A family source told CNN the court session lasted for around 45 minutes with Bo repeatedly interrupted the judge to rebut the court's findings, angering the judge.
Bo met with his lawyer frequently after he filed the appeal and prepared diligently for the process, but his request to meet his wife was denied, the source added. Bo filed his appeal the day after his conviction in September.
Legal experts said Bo would begin to serve his sentence immediately, although he could still file a motion with the high court or the nation's Supreme People's Court to review his case based on new information or evidence. Chances of a judge accepting such a motion and overturning the verdict are slim.
'Hotel-line' prison awaits
Court documents said Bo would be incarcerated in Qincheng Prison, a maximum-security prison in Beijing where former senior officials usually serve their sentences. It's often described as having "hotel-like" conditions.
During his trial in August, Bo mounted a lively defense, denying the charges against him, according to transcripts published by the court.
Bo's glittering career drew both admirers and detractors for his populist policies. It began to unravel last year amid a murder scandal in which his wife, Gu Kailai, was convicted of poisoning British businessman, Neil Heywood.
The son of a revolutionary veteran, Bo rose to power as a city mayor, provincial governor, minister of commerce and member of the Politburo, the powerful policy-making body of the Communist Party.
He had been tipped to ascend farther up the party hierarchy before he was sacked as party chief in the sprawling metropolis of Chongqing.
Bo's wife, Gu, was found guilty by a court last year of murdering Heywood and given a suspended death sentence.
Her video testimony formed a major part of the prosecution's case against her husband.

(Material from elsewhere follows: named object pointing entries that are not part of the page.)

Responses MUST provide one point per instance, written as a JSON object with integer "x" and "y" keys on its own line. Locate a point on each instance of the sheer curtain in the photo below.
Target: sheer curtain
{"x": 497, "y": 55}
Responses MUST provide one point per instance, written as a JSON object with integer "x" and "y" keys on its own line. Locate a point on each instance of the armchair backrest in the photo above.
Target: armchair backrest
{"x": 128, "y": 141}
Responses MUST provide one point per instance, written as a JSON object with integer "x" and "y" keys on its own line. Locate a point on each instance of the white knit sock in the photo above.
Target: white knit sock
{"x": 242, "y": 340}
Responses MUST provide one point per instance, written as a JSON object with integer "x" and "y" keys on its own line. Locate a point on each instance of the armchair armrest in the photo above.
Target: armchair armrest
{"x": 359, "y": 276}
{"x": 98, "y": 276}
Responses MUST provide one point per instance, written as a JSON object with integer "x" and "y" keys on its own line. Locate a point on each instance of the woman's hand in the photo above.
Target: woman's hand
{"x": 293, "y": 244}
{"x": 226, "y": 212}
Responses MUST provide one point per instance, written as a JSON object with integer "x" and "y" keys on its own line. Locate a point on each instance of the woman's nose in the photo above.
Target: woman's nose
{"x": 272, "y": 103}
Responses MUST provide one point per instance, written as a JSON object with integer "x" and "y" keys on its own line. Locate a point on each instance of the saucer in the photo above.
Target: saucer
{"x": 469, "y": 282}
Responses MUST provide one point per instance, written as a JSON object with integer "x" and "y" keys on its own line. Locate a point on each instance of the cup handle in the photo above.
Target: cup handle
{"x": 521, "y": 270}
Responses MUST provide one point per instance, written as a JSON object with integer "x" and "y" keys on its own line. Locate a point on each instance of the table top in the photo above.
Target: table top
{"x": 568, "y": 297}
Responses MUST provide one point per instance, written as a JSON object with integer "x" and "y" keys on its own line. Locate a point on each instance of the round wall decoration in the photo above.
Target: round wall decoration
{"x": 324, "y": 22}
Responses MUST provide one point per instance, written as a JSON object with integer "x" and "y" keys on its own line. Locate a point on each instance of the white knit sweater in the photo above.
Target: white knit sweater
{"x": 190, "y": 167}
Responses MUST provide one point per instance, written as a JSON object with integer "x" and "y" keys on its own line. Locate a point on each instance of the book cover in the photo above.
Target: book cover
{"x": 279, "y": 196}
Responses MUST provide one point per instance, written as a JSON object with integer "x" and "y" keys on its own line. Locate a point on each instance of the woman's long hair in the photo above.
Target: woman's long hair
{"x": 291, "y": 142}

China's leaders are keen to put the case behind them ahead of an important Party meeting in November -- the third plenum of the Party's Central Committee -- when President Xi Jinping is expected to push for economic reforms.
"The idea is to allow a period to calm down public backlash over this issue before the party meeting," said a Beijing-based observer, who declined to be identified because he is not authorized to comment publicly.
"They want nothing to distract from the important meeting."
However, not everyone thinks Bo's political career has been laid to rest. Wang Juntao, a political exile and former class mate of Bo, says the case has only raised his profile:
"The Communist Party may have ended his career in the party, but it has given him a distinct political identity and charisma as a leftist. In a way, this has made him a hero."